- Poster presentation
- Open Access
Is short-axis imaging of the LV obligatorily the most accurate method for non-invasive quantitation of the mass of the heart?
© Farber et al; licensee BioMed Central Ltd. 2009
- Published: 28 January 2009
- True Mass
- Phantom Model
- Asymmetrical Geometry
- Contiguous Imaging
- Thin Slice Imaging
Non-invasive LV mass quantitation is an important clinical metric with considerable ramifications that include substantial morbidity and mortality. Cardiovascular MRI (CMR) has been demonstrated to be the 'gold standard' for the quantification of LV mass for almost two decades chiefly defined by its high spatial resolution affording very low variability. Over the last two decades the technique has evolved typically, into contiguous, 2D short-axis (SA) orientations as the standard for CMR cardiac mass quantitation, believed to be inherently most accurate. However, as compared to other techniques wherein accuracy suffers from inability to define endocardial/epicardial borders, any inaccuracy CMR suffers is now predominantly governed by the basal-plane acquisition whereupon exact discrimination of the AV-valve plane is arduous.

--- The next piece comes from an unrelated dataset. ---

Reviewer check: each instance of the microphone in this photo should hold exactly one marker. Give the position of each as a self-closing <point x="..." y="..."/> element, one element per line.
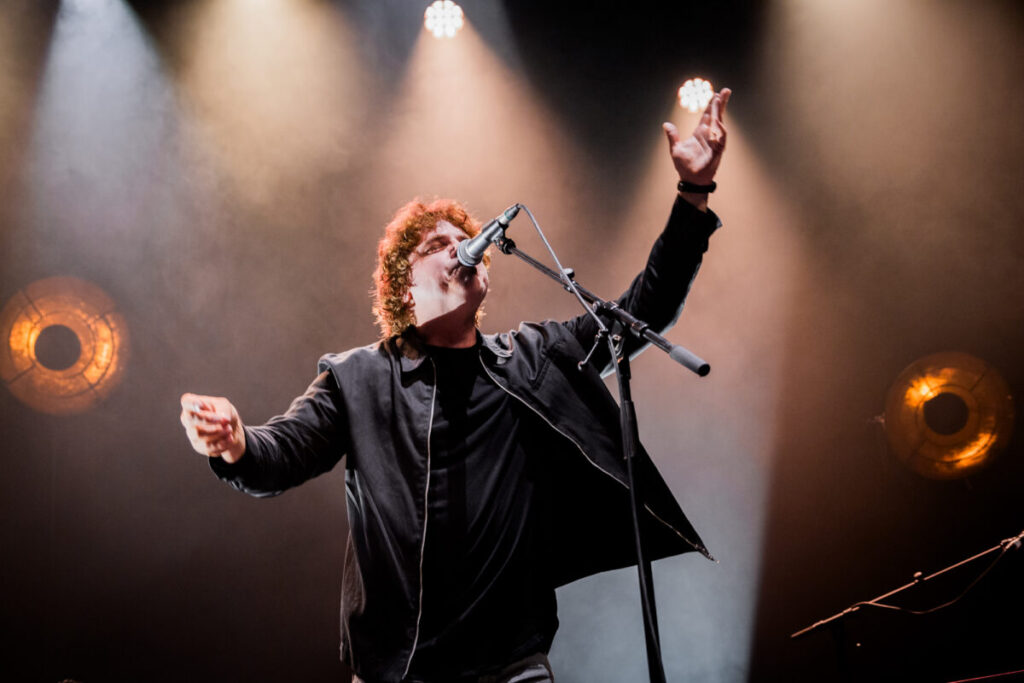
<point x="471" y="251"/>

We hypothesized that a systematic interrogation of alternative, non-SA imaging geometric acquisitions might now be more accurate for defining, despite lack of truly contiguous imaging, more accurate and reproducible LV mass measurements.
An agar-based gel phantom was created representative of the varied cardiac anatomy, complete with tapered apex, non-planar base, trabeculations and often asymmetrical geometry. The weight of the phantom was measured on a high-performance scale. The phantom was scanned under varied orientations: 2D short-axis, 2D long-axis, 2D radial long-axis, and 3D short-axis imaging. For each orientation, slice thicknesses of 5 mm2 and 10 mm2 were used, while the 3D scan used 1 mm3 and 2 mm3 thicknesses. All variations of the parameters were scanned using both steady-state free precession (SSFP) and gradient recalled-echo (GRE). Statistical analyses via Students t test were performed to determine variances of the mass of the agar.
The calculated mass of the agar based on the short-axis orientation was an average of 121% of the true LV mass. The long-axis orientation gave an average of 95% of the true mass. The radial scan gave an average of 96% of the true mass. The 3D scan (1 or 2 mm slice thickness) gave an average of 98% of the true mass. Larger slice thickness caused a significant overestimation of mass in only the 2D long axis orientation. No significant difference existed between the SSFP and GRE scan sequences in this (static) phantom model.
By default, 3D imaging via a phantom model designed specifically to emulate the natural heterogeneity of the typical LV is inherently the most accurate, especially via thin slice imaging for quantitation of LV mass. However, scan times limit clinical practicality for optimal accuracy. Contrary to the classical thinking that has evolved over the last 2 decades, the radial long-axis orientation shows great promise, as it avoids basal-plane errors associated with the short-axis orientation and has shorter scan times. Incorporation of this strategy inherently overcomes such basal-plane registration errors which exert a much greater influence over accuracy than do contiguous slice and interpolation errors. Future validation of this proof of concept study will include ex-vivo human heart studies.
This article is published under license to BioMed Central Ltd.